La marine indienne exploite huit avions de patrouille maritime P-8I pour les missions de reconnaissance maritime et de guerre anti-sous-marins à longue portée et a commandé quatre avions P-8I supplémentaires, pour lesquels les livraisons débuteront en 2020.

Le P-8i «Poseidon» :

Le P-8i est la version indienne du P-8A destiné à l’US Navy, soit un appareil de reconnaissance maritime à long rayon d’action et de lutte anti-sous marine construit par Boeing est destiné à l'Inde dans le cadre d'un contrat attribué en janvier 2009. Le standard du P-8I dispose des mêmes équipements que la version destinée à la marine américaine, mais avec en plus un détecteur d’anomalie magnétique et d’un radar arrière APS-143C (V) 3. Les P-8i ont reçu du matériel indien dont un système IFF ami/ennemi fabriqué par Hindustan Aeronautics.

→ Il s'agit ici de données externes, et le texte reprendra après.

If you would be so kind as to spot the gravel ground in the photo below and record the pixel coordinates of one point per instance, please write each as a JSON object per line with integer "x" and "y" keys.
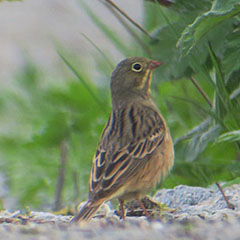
{"x": 189, "y": 213}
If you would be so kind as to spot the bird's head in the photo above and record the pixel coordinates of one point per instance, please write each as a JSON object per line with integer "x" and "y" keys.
{"x": 132, "y": 76}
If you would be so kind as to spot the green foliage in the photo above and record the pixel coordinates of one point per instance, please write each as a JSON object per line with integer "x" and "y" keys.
{"x": 195, "y": 39}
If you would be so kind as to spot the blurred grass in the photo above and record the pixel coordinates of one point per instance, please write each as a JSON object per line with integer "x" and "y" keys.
{"x": 37, "y": 118}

Les P-8A & i « Poseidon» sont conçu pour remplacer le P-3C « Orion » comme appareil longue portée de lutte anti-sous-marine (ASM) et antisurface (LAN), de renseignement, surveillance et reconnaissance (RSR). La famille P-8 est capable de longues patrouilles proche et loin des côtes.

Le P-8 « Poseidon » est conçu pour assurer l'avenir de la Marine à long rayon d'action dans les missions de patrouille maritime. Ils offre une plus grande capacité de combat et demanderont moins d'infrastructure tout en se concentrant sur la réactivité et l'interopérabilité avec les forces traditionnelles. L’avion peut échanger ses informations avec l’ensemble des bâtiments de surface, sous-marins, avions et drones en service dans les marines utilisatrices. Les P-8 sont armés de missiles AGM-84L « Harpoon II », de torpilles légères Mk 54 et de charges de profondeur Mk-82.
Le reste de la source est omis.